Arm yourself with a theology of entrepreneurism. Understand what God says about work (we were created for it), and creativity (it came from him and is a gift to steward), leadership (we are given opportunities to love people places and things to life), wealth (in and of itself it is not evil, but making it a god is), brokenness (we are broken, systems are broken), and startups (creating something out of nothing is God’s first act on the first page of the Bible).

3. Self Reflect: Understand your personal areas of brokenness

Are you feeling jealous or overly controlling? Is your anxiety spinning out of control? Is fear taking over? Are you soothing yourself with alcohol, social media, or excessive work hours? See those as symptoms to your root areas of brokenness. Take one symptom and keep asking, “why, why, why.” For instance, Why am I jealous? Because I am scared their company will thrive and mine will fail? Well, why am I scared? Because if it fails my reputation might be ruined? Well, why does that matter? What do I need? Why? Ultimately our brokenness leads back to the fact that we either do not believe that God is in control, do not believe we are his adopted children and he plans for our good, or we do not feel good enough for him without performance. (P.S. Psalm 73 is a great balm for jealousy.)

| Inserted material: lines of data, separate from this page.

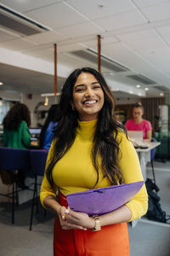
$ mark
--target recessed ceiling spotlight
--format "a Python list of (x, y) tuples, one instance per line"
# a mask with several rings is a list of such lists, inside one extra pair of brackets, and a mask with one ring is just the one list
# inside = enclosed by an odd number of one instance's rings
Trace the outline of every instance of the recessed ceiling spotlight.
[(104, 4), (98, 4), (98, 7), (99, 7), (99, 8), (104, 8), (105, 5), (104, 5)]

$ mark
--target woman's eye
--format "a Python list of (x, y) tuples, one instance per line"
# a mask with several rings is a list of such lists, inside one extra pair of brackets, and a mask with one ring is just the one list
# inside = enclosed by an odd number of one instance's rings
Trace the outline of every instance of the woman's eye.
[(84, 88), (77, 88), (76, 89), (76, 92), (83, 91), (84, 90)]
[(99, 89), (99, 88), (101, 88), (101, 87), (99, 85), (94, 86), (94, 89)]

4. Industry Reflect: How does your industry and company at their best align with God’s character?

Financial services can show God’s sense of order; entertainment can show His creativity. What about yours? What problems does it solve? Likewise, where are systems and processes not aligned with God? Are people extorted? Is greed a problem? Is the earth exploited? Can you shine light on the brokenness? Can you engage differently?

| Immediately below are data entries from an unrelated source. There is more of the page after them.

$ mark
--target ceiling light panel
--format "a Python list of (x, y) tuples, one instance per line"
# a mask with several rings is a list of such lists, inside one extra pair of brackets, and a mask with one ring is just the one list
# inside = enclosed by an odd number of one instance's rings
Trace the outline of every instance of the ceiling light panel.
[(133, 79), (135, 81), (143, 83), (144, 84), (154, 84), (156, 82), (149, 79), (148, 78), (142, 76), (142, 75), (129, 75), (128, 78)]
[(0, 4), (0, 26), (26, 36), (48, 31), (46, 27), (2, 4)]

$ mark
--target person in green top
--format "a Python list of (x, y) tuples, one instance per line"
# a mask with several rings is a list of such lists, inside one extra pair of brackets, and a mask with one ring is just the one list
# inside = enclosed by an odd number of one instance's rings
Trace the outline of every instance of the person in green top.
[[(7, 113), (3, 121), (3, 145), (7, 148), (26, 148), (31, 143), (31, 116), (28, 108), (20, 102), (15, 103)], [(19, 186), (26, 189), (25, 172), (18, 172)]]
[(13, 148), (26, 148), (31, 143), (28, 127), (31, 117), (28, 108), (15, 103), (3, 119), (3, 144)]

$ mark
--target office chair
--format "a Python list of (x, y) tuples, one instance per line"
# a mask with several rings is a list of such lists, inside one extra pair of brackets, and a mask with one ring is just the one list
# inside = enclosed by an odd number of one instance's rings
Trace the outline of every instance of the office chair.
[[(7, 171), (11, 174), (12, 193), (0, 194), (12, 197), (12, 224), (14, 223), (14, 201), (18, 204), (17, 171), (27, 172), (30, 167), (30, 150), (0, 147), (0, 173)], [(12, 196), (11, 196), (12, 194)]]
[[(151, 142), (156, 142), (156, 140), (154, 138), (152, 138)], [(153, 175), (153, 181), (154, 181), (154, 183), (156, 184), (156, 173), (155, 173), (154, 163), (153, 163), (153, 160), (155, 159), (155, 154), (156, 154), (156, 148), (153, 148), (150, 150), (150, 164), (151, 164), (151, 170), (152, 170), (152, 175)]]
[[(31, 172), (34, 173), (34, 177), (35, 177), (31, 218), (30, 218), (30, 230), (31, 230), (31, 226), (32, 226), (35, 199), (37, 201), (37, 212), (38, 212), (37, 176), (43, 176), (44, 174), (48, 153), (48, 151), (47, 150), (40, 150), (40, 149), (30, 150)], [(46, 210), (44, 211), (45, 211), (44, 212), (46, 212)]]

5. Stop Dreaming of Quitting

In one group meeting, one CEO queried, “how many of you dream of quitting every week?” All raised their hands. Every. Single. One. By understanding that thought pattern as the norm can help you carry-on steadfastly, until you believe God wants you to stop.

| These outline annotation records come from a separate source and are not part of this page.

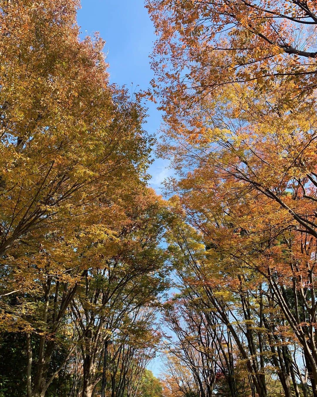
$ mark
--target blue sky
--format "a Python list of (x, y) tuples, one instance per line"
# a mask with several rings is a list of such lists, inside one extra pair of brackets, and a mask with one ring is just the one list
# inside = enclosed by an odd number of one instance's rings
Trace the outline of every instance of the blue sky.
[[(138, 85), (146, 89), (153, 74), (149, 55), (155, 40), (154, 29), (144, 7), (143, 0), (82, 0), (77, 21), (82, 36), (99, 32), (105, 40), (104, 51), (110, 65), (111, 83), (125, 85), (136, 91)], [(148, 102), (149, 117), (145, 129), (159, 135), (161, 115), (157, 105)], [(154, 156), (154, 153), (153, 154)], [(161, 183), (170, 173), (168, 162), (156, 159), (150, 168), (150, 185), (158, 193), (162, 193)], [(157, 376), (162, 370), (160, 359), (153, 360), (148, 366)]]
[[(105, 40), (104, 51), (111, 82), (125, 85), (134, 91), (138, 85), (141, 89), (148, 88), (153, 77), (149, 55), (156, 36), (143, 0), (82, 0), (81, 3), (77, 20), (82, 35), (97, 31)], [(145, 129), (151, 134), (158, 133), (158, 137), (161, 115), (155, 104), (149, 102), (147, 106), (149, 117)], [(157, 159), (149, 170), (150, 185), (159, 194), (162, 193), (161, 182), (170, 173), (168, 165)]]

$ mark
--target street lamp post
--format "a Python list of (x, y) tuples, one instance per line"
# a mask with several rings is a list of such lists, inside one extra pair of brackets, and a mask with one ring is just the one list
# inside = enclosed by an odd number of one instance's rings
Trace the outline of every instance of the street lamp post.
[(108, 355), (108, 347), (112, 345), (112, 341), (105, 341), (105, 355), (103, 357), (103, 370), (102, 373), (102, 386), (101, 387), (101, 397), (105, 397), (105, 389), (106, 387), (106, 366), (107, 357)]

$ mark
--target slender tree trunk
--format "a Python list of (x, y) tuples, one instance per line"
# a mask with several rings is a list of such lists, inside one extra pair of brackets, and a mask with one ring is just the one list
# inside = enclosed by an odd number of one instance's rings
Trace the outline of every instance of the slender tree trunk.
[(33, 397), (31, 374), (32, 368), (32, 347), (31, 343), (31, 335), (27, 334), (27, 381), (28, 397)]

6. Create Listening Rhythms

One of the questions we are most asked is “How do we know what God is telling us to do?” And our response is, “Are you making time to listen?” In addition to regular involvement with a church and personal devotional time with Scripture, we encourage the practice of a regular day of silence - a whole day. Ours consist of silently marinating on two Scriptures for six hours. No strategic planning, no to-do list making, no catching up on reading. Only time with Jesus. It renders peace, confidence, further belief in God, and likewise leadership encouragement. As the day approaches, everything can tell us to skip - too much to do at work, a child is sick, the company website is down, the lawyers have an issue. Mother Teresa, while building great networks of poverty alleviation which required incredible busyness, committed to the practice as noted by her comment, “In the silence of the heart God speaks. If you face God in prayer and silence, God will speak to you. ... Souls of prayer are souls of great silence.”

And Most Important

7. Your Treasure is the Key to Peace

Does “upside” really matter? Do you really believe that God has your best in store for you? Do you really believe that you are good enough because you are a child of God? Do you believe your company is His for you to steward? Can you believe that the company's success or failure is not who you are? Rarely have I met a CEO who can live in these beliefs hour to hour and day to day, but some are on their way because they are grounded in Christ.

And that sense of calm, that only Jesus can offer....well it’s like taming the lion you’re riding. By the way, it’s been a year, and John’s company is still alive.

(Entrepreneur Support Group, co-led by Missy Wallace and Ken Edwards, is a project of the Nashville Institute for Faith and Work, an organization dedicated to helping individuals and groups integrate their Christian faith into their day-to-day work in a way that brings about human and organizational flourishing.)

Note: Some small details of the opening anecdote are changed to protect confidentiality.